I am using Apache beam to join multiple streams along with some lookups. I have 2 scenarios, If, the lookup size is huge, I wanted the side input to reload/refresh for every record processing (i.e. I will query the database with where clause) and if the lookup size is less, then reload/refresh once a day.
I want to know what is the correct approach for this. I don't want the huge data side input to eat up all the workers' memory.
I have used the below code for refreshing the side input once a day.

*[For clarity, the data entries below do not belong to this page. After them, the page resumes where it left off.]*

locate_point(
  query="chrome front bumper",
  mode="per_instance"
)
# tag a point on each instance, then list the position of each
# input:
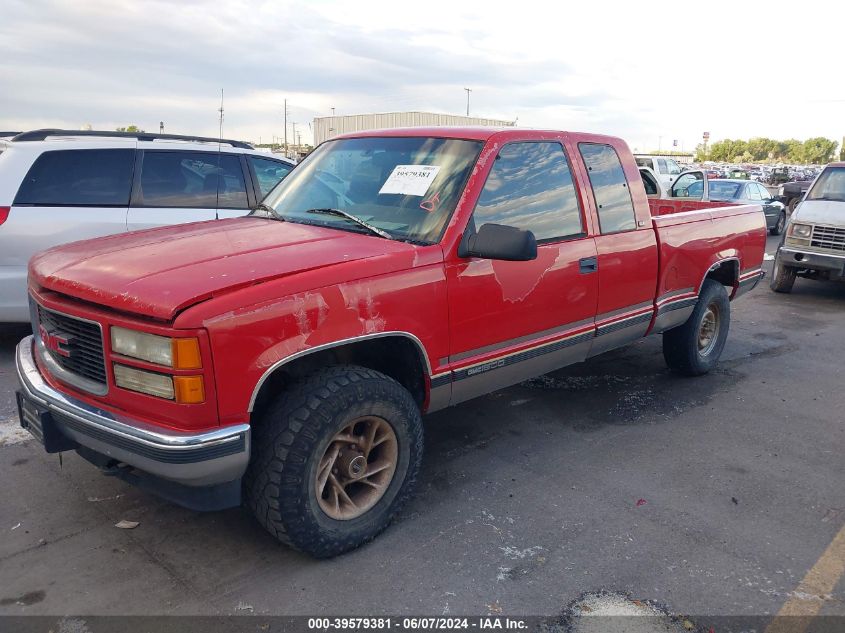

PCollectionView<Map<String, String>> lkp =
p.apply(GenerateSequence.from(0)).withRate(1, Duration.standardDays(1))
.apply(
Window.<Long>into(new GlobalWindows())
.triggering(Repeatedly.forever(AfterProcessingTime.pastFirstElementInPane()))
.discardingFiredPanes())
.apply(
ParDo.of(
new DoFn<Long, Map<String, String>>() {
private static final long serialVersionUID = 1L;
@ProcessElement
public void process(
@Element Long input, OutputReceiver<Map<String, String>> o) {
Map<String, String> map = HiveConnection.getHiveConnection("select * from table");
o.output(map);
}
}))
.apply(View.<Map<String, String>>asSingleton());
Kindly guide me through the best practices for these type of use cases & provide me with some example code for better understanding.
Thanks, Gowtham